Başımı eğdim. Onlara bakmadım bile. Koridorun öteki tarafına doğru ilerledim. Onca olan şeyden sonra normale dönmemizi istemeleri saçmalığı yetmezmiş gibi dün resital nedeniyle iptal olan derslerin telafisinin bugün yapılmasına karar verilmişti. Şimdi keman sınıfındayım.

 

Kemanımı elime aldım ve nota defterimi açtım. Kulaklığımı kenara koyup kemanımla beraber kaçtım bu karanlık dünyadan. İnsanların bakışlarından, şüphelerden, korkulardan, resitalin yalanlarından kaçtım kemanımı çalarken. Sınıfta ders başlamasına rağmen benden başka kimse yoktu. Kimse gelmemişti. Belki de benim varlığım onların yok olmasına yeten bir sebepti.

 

Kemanımın tellerinde dans ediyordu yayım. İnceden kalına, kalından inceye ahenkli bir melodi tutturmuştum. Bu parçanın bir ismi bile yoktu. Ben uydurmuştum. Belki de sırf bu yüzden bu parçaya yalanlar resitali ismini koymuşumdur.

 

Kemanımın yayını son kez kendime doğru çektiğim sırada sınıfta alkış sesi yankılandı. Dönüp baktığımda beni alkışlayanın keman hocam Fulya Hoca olduğunu gördüm. "Çok güzel çaldın," dedi Fulya Hoca gülümseyerek.

 

Başımı hafifçe sallamakla yetindim. Fulya Hoca çekinerek bana doğru bir adım attı ve "Bugün olan dersi de iptal etmem gerekecek Sanat. Dün resitalde olanlardan sonra hiçbir öğrenci derslere girmek istemiyor," dedi.

 

"Anladım. Peki savcı bir şey bulabilmiş mi?"

 

"Korkarım ki hayır ama inceleme devam ediyor. Resital salonu mühürlendi ve savcının incelemesi devam ediyor."

 

Fulya Hoca, "Ben öğretmenler odasındayım. İşin bitince kapıyı kapatırsın," dedi ve gitti.

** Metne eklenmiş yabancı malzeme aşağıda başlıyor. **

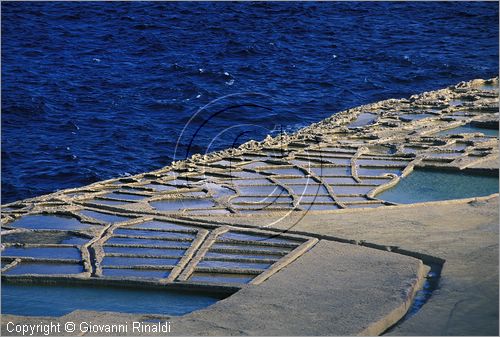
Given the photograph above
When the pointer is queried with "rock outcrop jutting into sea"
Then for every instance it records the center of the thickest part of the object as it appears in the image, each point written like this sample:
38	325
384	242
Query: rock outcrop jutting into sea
159	228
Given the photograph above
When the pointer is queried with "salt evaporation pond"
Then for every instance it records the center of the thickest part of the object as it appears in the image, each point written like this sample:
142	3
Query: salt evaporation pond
429	185
44	300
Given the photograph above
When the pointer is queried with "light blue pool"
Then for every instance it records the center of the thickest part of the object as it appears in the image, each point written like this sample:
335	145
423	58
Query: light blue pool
44	300
428	185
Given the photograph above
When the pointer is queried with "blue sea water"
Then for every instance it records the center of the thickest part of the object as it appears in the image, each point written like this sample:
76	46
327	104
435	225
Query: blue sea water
92	91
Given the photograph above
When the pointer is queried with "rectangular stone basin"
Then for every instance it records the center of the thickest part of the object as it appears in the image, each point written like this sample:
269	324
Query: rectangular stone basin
49	222
104	217
144	251
220	278
43	252
429	185
178	204
41	300
135	272
137	261
149	242
43	268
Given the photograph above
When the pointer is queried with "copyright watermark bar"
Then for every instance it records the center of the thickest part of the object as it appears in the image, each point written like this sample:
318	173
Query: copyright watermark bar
53	328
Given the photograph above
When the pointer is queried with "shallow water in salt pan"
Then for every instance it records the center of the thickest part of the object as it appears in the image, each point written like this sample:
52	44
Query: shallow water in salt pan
41	300
426	185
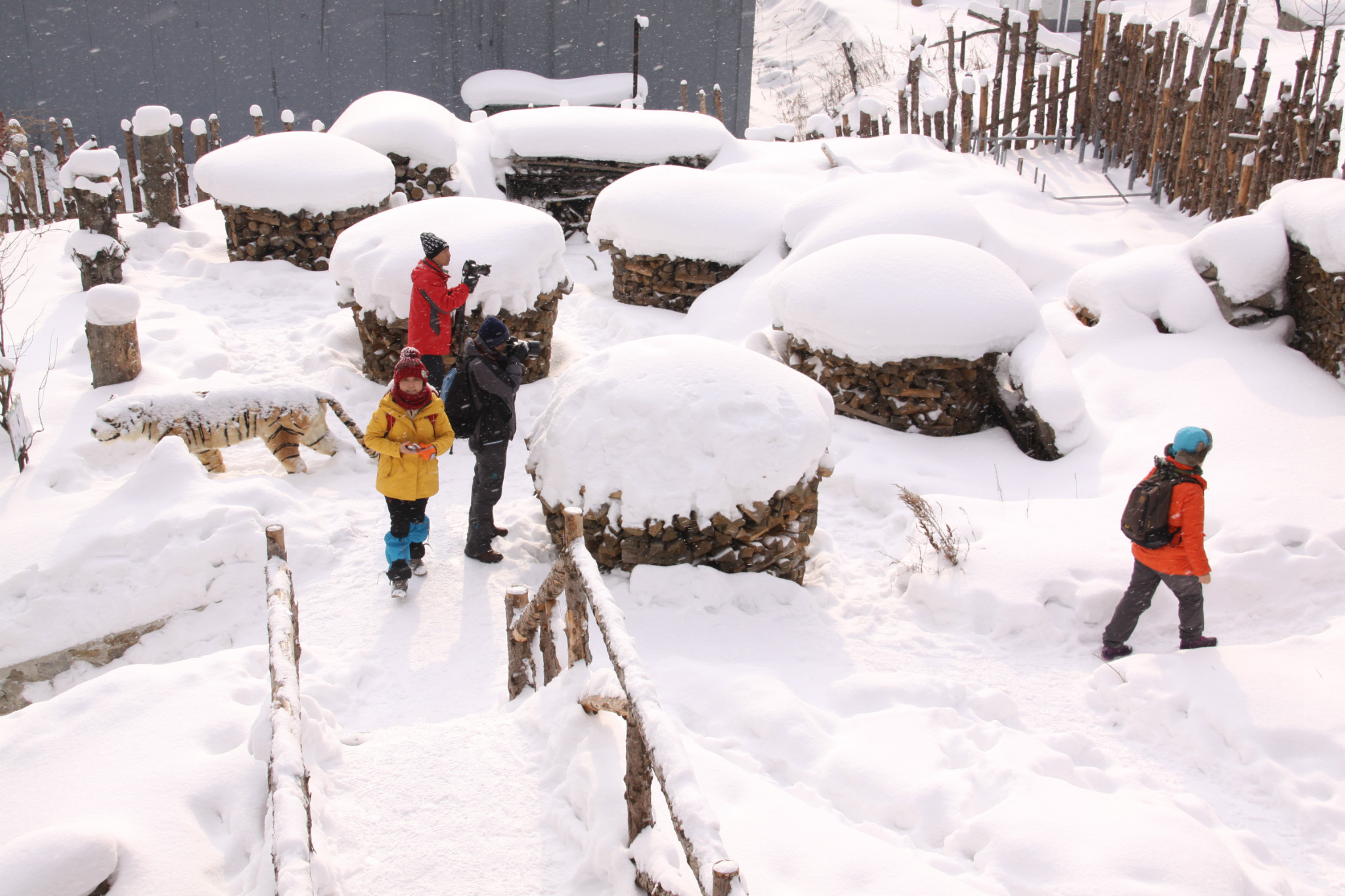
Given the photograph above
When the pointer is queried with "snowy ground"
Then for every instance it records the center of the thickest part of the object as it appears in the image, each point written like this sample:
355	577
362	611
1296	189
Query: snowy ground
885	729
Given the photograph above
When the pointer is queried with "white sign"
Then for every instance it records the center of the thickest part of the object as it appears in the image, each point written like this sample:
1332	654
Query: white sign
20	430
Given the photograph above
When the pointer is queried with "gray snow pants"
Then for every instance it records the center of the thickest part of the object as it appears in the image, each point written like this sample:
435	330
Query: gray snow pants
1143	582
487	485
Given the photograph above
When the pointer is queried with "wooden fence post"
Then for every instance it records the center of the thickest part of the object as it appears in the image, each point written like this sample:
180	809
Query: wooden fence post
288	811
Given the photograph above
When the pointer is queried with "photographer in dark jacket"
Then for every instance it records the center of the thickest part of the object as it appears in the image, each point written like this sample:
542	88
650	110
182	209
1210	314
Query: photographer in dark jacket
495	371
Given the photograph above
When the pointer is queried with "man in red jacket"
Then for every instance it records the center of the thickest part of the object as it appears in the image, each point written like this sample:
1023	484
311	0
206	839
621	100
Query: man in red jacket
431	327
1180	565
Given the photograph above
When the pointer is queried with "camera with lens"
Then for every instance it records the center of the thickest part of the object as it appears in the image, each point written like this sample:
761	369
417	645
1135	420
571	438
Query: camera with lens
522	349
474	272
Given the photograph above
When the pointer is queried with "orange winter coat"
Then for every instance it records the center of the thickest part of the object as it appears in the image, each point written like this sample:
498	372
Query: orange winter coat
1187	519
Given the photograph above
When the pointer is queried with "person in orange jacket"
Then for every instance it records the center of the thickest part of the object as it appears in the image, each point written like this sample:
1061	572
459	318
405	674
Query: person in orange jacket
409	430
1181	565
430	328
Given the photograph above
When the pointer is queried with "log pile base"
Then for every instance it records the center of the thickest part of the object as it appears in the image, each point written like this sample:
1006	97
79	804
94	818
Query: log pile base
420	182
770	536
1317	303
662	281
304	240
382	343
929	395
565	188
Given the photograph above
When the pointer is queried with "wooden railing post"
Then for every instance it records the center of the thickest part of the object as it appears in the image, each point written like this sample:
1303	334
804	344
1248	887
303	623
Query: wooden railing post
576	595
288	811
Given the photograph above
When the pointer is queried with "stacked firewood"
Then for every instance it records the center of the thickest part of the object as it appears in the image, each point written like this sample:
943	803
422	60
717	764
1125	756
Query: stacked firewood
304	240
662	281
1317	303
382	343
934	395
768	536
565	188
420	182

Onun gidişiyle az evvel çaldığım parçayı tekrardan çaldım. Ama bu sefer çaldığım her notayı defterime not ettim. Yalanlar resitalinin notaları artık defterimdeydi ki defterime yazmasam da bu parçayı kolay kolay unutabileceğimi sanmıyordum.

 

Kemanımı yerine geri koydum. Kulaklığımı taktım ve sınıftan çıkıp kapıyı kapattım. Koridor derslere girmemekte kararlı olan öğrencilerle doluydu. Kimse olay aydınlanmadan derse girmek istemiyordu. Onları suçlamıyordum. Aksine onlara hak veriyordum.

 

Piyanodaki düzenekten çıkan saç Işık'a aitti ve herkes onun başına gelen şeyi merak ediyordu. Işık yaşıyor muydu? Öldürülmüş olma ihtimalini de göz önünde bulundurursak bunu yapan kim? Cevaplanması gereken o kadar çok soru vardı ki savcının hışımla Devrim'in üzerine yürüdüğünü çok sonradan fark edebilmiştim.

 

"Devrim Dinçer Demiralp!"

 

Savcının tok sesi koridoru inletiyordu. Herkes dönüp onlara bakıyordu ve hatta bu olayı daha yakından görmek isteyenler görüş alanımı tamamen kapatmıştı. Kalabalığın arasına daldım. Bunu neden yaptığımı bilmiyordum. Tek bildiğim içimdeki sesin orada olmam gerektiğini söylediğiydi.

 

Savcı, "Seni Işık Günay'ı öldürme şüphesinden gözaltına alıyorum!" diye bağırdı. Kalabalığın arasından sıyrıldığımda nihayet onları görebilmiştim. Devrim bana baktı ve hemen sonrasında, "Ben bir şey yapmadım," dedi bakışlarını savcıya çevirerek.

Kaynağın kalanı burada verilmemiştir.